In announcing spending cuts, the like of which has never been seen before, no stone has been left unturned in the government’s pursuit of savings. From health, to education, defence to the arts. The list goes on – benefits, the police and prisons, local government, defence, higher education, sport and transport. You could run from the review as far as you liked but there’s been nowhere to hide.
£83bn of public spending cuts delivered on a plate in the name of economic salvation.
Big money savings
Here are a couple of unlikely victims of the new age of austerity. The humble 5p and 10p coin.
In a move that is projected to save up to £10 million a year the Goverment’s Comprehensive Spending Review (CSR) has identified the copper component in coins as unnecessary and ear marked it for the chop from next April.
With the price of copper volatile and driven high by demand from India and China the plan is that in the future instead of a cupro-nickel combination coins will be made using cheap steel with a nickel plating cover.
Big money implications
Whether the cost implications have been thought through properly or not is unclear.
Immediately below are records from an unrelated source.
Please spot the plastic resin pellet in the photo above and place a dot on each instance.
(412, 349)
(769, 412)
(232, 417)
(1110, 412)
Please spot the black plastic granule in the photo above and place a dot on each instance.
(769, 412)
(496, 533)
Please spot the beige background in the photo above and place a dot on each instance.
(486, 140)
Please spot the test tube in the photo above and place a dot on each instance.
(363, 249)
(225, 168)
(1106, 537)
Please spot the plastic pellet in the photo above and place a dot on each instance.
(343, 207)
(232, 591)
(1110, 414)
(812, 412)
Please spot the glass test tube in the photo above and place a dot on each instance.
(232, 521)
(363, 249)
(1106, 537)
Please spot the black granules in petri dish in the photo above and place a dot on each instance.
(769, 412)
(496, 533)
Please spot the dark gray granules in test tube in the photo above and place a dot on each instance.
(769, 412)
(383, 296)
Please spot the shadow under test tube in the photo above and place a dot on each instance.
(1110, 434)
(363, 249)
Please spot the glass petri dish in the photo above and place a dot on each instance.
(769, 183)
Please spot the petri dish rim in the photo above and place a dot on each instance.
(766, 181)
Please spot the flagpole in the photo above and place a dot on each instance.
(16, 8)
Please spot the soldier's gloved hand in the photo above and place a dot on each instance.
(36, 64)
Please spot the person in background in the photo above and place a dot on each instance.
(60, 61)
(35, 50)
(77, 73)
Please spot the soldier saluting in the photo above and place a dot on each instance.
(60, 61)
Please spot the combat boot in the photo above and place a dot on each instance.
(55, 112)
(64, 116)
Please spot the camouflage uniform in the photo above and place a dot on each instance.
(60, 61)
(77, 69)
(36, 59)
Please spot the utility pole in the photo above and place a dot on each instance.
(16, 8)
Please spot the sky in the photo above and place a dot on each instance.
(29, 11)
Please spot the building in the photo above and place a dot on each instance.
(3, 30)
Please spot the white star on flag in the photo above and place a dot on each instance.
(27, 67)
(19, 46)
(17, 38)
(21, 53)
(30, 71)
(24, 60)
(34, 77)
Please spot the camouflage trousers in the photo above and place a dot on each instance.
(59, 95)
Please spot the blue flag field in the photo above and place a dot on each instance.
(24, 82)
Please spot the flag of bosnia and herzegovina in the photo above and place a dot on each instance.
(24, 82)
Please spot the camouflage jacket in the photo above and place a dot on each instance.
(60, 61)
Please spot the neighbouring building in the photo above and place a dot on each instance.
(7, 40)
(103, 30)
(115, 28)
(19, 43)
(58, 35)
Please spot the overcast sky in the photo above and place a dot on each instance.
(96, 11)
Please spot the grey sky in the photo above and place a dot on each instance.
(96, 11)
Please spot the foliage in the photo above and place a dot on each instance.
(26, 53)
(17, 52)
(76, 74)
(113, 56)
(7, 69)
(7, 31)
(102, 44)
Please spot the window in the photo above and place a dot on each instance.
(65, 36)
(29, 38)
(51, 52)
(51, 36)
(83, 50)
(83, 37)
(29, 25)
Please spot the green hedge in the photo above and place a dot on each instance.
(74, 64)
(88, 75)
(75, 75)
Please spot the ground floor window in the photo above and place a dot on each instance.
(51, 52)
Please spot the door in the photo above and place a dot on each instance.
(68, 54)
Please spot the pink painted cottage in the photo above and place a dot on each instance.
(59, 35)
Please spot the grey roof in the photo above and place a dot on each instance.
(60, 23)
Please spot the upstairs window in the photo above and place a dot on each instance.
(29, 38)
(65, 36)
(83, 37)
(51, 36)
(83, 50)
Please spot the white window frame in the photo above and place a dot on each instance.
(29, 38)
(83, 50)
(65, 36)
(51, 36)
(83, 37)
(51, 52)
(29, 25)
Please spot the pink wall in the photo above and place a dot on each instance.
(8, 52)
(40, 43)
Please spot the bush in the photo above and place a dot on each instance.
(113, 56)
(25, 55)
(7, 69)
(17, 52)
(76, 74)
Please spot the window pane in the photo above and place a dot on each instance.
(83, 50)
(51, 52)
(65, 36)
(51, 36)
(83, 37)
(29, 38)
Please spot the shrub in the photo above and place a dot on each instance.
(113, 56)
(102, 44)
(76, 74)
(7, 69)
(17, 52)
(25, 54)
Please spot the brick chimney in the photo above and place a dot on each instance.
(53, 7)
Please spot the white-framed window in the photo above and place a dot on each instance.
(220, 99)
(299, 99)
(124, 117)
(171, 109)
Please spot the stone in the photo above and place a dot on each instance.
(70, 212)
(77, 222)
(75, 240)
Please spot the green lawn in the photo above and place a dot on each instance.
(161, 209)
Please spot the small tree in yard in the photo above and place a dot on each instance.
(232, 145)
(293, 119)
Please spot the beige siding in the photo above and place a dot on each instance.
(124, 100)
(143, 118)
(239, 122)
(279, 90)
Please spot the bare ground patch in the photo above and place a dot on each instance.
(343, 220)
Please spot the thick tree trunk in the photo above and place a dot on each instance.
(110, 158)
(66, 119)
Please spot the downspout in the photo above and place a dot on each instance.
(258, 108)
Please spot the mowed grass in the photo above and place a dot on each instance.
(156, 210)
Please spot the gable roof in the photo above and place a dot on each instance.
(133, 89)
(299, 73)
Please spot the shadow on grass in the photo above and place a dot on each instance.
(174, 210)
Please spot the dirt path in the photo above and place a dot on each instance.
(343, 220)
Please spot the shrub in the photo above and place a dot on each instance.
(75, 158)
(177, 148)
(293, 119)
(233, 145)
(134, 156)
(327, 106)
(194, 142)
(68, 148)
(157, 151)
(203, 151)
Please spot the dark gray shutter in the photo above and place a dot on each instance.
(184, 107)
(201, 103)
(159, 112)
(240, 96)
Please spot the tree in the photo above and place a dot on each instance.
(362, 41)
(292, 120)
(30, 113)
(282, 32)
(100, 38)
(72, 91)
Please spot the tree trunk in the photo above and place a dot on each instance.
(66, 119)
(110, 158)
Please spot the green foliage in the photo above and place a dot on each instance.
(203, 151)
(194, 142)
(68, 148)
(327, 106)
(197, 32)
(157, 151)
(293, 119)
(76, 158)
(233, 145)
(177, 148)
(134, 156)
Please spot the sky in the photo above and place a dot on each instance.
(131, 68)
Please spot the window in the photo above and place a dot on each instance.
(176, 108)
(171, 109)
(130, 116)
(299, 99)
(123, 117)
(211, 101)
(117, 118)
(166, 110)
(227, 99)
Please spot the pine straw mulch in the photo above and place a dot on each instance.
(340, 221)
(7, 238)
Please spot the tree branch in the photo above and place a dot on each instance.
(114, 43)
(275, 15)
Despite the new coins being cheaper to produce and longer lasting there are likely to be knock on effects for vending machine operators and organisations responsible for other coin operated machines such as parking meters.
11% thicker than the old coins, with a size increase from 1.7mm in depth to 1.9mm, though these new dimensions won’t affect the efficiency of coin counting machines, the new coins will not be recognised by meters, public phones and vending machines.
A spokesman for the Royal Mint (itself under threat of being sold to raise funds) told the press that officials were working with vending machine operators to minimise disruption. ‘Disruption’ that some vending industry experts estimate could end up costing the industry up to £100 million.
When it comes to parking meters then the responsibility for making sure that they work properly comes down firmly on the shoulders of local authorities. With more that 400,000 parking meters in operation around the country all of which will require modification to take the new style coins, the cost to council tax payers could be enormous.